The inhibitory potency of SCH 23390 and raclopride on licking for sucrose increases across brief-access tests.

There is extensive pharmacological and microdialysis evidence that central dopamine mechanisms are important for the mediation of the rewarding and reinforcing functions of sweet taste. One aspect of the pharmacological evidence for dopaminergic mediation of sweet reward is unclear. That is the positive interactive effect of ingestive experience and DA antagonist treatment reported by Wise and his colleagues in 1978 [1]. They showed that the inhibitory potency of pimozide increased over repetitive tests of saccharin (0.1%) ingestion. When pimozide was given before 8 daily, 10-minute tests in rats licking [2] or lever pressing [3] for 32% sucrose, however, the inhibitory effect of pimozide did not increase across tests. To reinvestigate the problem, we used a computer-assisted, repetitive, brief-access technique [4, 5] in which 10 male, non-deprived, Sprague Dawley rats licked 0.5M sucrose for 60s in four trials with a 30-second intertrial interval.
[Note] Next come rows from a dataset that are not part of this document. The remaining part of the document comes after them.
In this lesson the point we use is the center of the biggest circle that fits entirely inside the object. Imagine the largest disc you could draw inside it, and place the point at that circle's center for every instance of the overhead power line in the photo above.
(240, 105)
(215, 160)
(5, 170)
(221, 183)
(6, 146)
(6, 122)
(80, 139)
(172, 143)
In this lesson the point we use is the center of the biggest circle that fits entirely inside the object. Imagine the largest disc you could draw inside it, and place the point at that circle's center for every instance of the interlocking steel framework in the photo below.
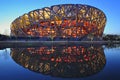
(61, 21)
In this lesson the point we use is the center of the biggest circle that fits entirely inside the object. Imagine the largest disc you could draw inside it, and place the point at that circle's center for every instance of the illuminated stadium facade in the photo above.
(65, 21)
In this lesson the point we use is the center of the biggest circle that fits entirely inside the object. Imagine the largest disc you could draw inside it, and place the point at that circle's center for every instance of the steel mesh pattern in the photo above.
(61, 21)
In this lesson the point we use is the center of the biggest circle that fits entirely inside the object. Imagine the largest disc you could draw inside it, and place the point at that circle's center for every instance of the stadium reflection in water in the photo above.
(61, 61)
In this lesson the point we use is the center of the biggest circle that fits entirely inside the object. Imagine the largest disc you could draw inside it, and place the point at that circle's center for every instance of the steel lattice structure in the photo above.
(61, 21)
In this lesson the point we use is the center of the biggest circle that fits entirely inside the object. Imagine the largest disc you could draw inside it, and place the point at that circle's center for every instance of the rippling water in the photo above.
(65, 62)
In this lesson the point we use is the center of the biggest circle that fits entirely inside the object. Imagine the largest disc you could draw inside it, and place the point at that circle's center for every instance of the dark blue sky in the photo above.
(11, 9)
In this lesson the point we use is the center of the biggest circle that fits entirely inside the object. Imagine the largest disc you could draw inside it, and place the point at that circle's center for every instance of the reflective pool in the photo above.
(65, 62)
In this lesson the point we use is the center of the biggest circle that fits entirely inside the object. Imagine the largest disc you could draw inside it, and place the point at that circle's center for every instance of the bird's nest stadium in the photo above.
(61, 22)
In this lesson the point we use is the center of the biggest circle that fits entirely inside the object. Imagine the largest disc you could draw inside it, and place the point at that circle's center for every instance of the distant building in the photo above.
(65, 21)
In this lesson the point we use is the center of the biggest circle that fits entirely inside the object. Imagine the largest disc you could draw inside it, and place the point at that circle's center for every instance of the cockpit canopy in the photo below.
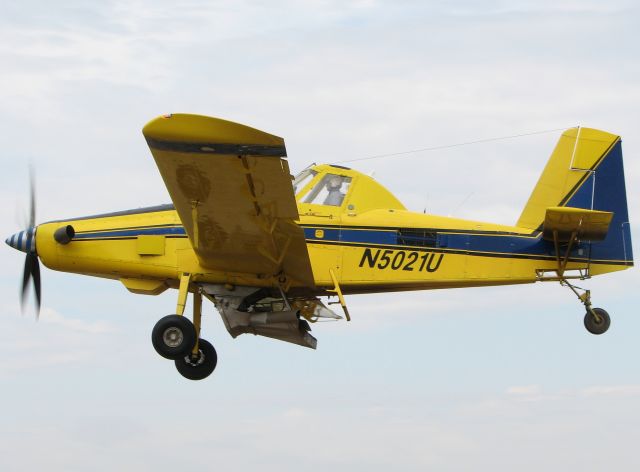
(332, 186)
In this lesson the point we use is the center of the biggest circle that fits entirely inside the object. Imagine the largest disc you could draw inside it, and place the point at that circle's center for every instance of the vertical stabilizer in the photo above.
(585, 171)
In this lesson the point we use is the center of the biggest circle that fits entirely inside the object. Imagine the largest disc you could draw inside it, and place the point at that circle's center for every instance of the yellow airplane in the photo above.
(263, 246)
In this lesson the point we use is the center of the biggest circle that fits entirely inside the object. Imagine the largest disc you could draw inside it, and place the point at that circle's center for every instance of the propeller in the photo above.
(25, 241)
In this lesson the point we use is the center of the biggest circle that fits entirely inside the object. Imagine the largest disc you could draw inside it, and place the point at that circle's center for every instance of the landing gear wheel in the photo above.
(599, 325)
(173, 336)
(201, 366)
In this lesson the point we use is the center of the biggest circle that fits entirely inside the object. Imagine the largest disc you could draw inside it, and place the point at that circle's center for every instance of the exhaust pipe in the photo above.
(64, 235)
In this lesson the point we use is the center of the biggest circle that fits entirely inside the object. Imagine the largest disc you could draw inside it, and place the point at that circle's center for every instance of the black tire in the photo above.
(203, 366)
(173, 336)
(594, 326)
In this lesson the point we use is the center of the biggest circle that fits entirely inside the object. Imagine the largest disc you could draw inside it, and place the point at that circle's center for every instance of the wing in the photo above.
(231, 187)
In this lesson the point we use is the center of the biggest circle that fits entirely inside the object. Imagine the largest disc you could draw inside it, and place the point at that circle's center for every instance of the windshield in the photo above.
(330, 190)
(302, 179)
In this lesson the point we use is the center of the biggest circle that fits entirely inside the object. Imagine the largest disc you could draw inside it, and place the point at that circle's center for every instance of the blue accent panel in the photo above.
(610, 195)
(130, 233)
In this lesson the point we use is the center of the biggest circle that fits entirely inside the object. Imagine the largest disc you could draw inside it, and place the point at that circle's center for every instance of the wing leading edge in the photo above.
(232, 189)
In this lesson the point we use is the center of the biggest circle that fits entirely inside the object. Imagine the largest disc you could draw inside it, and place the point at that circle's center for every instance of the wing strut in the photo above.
(336, 289)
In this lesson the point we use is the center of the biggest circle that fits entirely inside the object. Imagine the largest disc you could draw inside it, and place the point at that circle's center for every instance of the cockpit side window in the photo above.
(302, 179)
(330, 190)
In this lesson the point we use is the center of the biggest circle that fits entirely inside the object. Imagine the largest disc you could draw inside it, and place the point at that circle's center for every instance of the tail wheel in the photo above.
(173, 336)
(599, 323)
(200, 366)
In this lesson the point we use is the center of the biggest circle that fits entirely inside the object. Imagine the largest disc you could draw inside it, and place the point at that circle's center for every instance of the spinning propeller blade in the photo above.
(25, 241)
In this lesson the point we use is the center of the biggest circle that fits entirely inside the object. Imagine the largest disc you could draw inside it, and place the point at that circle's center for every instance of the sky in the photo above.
(495, 379)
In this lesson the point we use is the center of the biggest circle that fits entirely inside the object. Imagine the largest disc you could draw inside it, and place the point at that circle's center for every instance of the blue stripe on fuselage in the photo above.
(131, 233)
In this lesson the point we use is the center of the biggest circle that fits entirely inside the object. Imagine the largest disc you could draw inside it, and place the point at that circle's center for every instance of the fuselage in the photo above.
(366, 237)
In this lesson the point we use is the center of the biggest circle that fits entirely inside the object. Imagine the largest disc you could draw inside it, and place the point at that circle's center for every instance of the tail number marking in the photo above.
(396, 260)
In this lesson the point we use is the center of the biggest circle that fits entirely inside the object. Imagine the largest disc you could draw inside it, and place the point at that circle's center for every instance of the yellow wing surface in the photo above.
(232, 189)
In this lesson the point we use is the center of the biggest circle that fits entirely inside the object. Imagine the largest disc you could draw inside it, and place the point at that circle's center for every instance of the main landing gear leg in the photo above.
(596, 320)
(175, 337)
(202, 360)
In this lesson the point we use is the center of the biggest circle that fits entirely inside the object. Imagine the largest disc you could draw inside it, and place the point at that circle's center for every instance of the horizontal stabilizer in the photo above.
(568, 223)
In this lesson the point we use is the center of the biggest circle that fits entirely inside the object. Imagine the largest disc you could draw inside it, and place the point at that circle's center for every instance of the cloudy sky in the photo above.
(495, 379)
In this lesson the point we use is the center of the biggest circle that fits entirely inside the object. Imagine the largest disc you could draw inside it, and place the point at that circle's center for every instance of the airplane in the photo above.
(264, 246)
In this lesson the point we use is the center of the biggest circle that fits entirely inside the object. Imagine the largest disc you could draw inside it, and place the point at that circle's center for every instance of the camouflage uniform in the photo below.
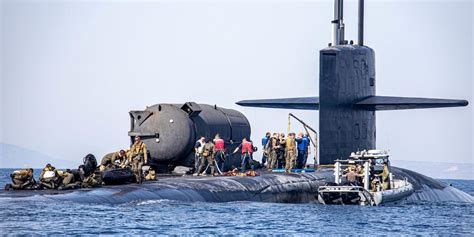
(208, 152)
(272, 148)
(110, 161)
(138, 156)
(290, 155)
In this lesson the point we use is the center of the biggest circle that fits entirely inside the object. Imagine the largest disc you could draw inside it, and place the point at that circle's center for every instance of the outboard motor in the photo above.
(87, 168)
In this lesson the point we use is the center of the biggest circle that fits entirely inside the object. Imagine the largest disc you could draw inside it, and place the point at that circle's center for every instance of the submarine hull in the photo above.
(269, 187)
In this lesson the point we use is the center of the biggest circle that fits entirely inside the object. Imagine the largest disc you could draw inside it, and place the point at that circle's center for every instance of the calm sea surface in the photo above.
(41, 215)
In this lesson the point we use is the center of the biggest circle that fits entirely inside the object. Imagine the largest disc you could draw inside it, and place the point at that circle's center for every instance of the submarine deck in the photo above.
(268, 187)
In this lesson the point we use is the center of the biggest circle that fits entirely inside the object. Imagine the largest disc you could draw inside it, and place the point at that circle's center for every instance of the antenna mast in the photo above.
(361, 23)
(338, 23)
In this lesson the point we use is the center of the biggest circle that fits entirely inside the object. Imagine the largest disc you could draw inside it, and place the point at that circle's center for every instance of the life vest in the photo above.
(200, 147)
(49, 174)
(219, 144)
(290, 144)
(206, 151)
(247, 147)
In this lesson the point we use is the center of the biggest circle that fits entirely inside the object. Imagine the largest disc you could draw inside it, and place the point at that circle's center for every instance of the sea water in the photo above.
(42, 215)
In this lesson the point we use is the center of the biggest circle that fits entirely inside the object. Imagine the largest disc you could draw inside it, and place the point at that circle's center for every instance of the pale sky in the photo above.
(71, 70)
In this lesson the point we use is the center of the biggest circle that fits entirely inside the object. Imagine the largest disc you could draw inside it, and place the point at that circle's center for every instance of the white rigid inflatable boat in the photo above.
(379, 186)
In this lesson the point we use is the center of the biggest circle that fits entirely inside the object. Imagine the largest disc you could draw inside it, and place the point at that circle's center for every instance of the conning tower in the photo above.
(347, 101)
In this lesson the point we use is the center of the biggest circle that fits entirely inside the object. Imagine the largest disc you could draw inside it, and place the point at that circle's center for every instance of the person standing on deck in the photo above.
(265, 140)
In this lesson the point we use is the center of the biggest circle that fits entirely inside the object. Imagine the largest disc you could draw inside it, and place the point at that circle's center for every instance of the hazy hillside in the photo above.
(12, 156)
(437, 169)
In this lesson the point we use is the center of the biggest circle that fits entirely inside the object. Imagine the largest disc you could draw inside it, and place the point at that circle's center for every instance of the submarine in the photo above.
(347, 106)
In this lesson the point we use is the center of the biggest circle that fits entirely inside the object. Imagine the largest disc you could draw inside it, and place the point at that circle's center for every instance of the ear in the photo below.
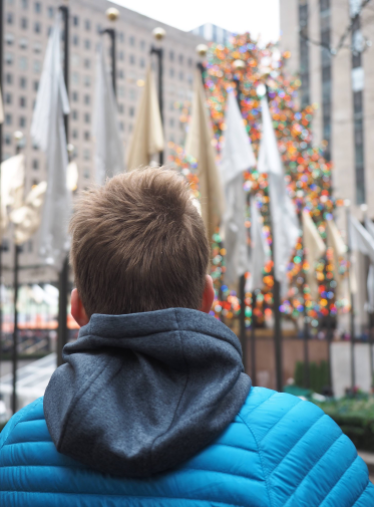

Thirty minutes before the first trial, each rat received an ip injection of the D1 antagonist SCH 23390, the D2/3 antagonist raclopride, or vehicle. SCH 23390 and raclopride decreased licking significantly, their inhibitory effects increased significantly within and across the 4 trials, and the temporal pattern of their inhibitory effects on latencies, and on cumulative and total licks was different. Thus we confirm an increase of the inhibitory potency of DA antagonists across ingestive tests and show for the first time that the interaction differs between D1 and D2/3 antagonists.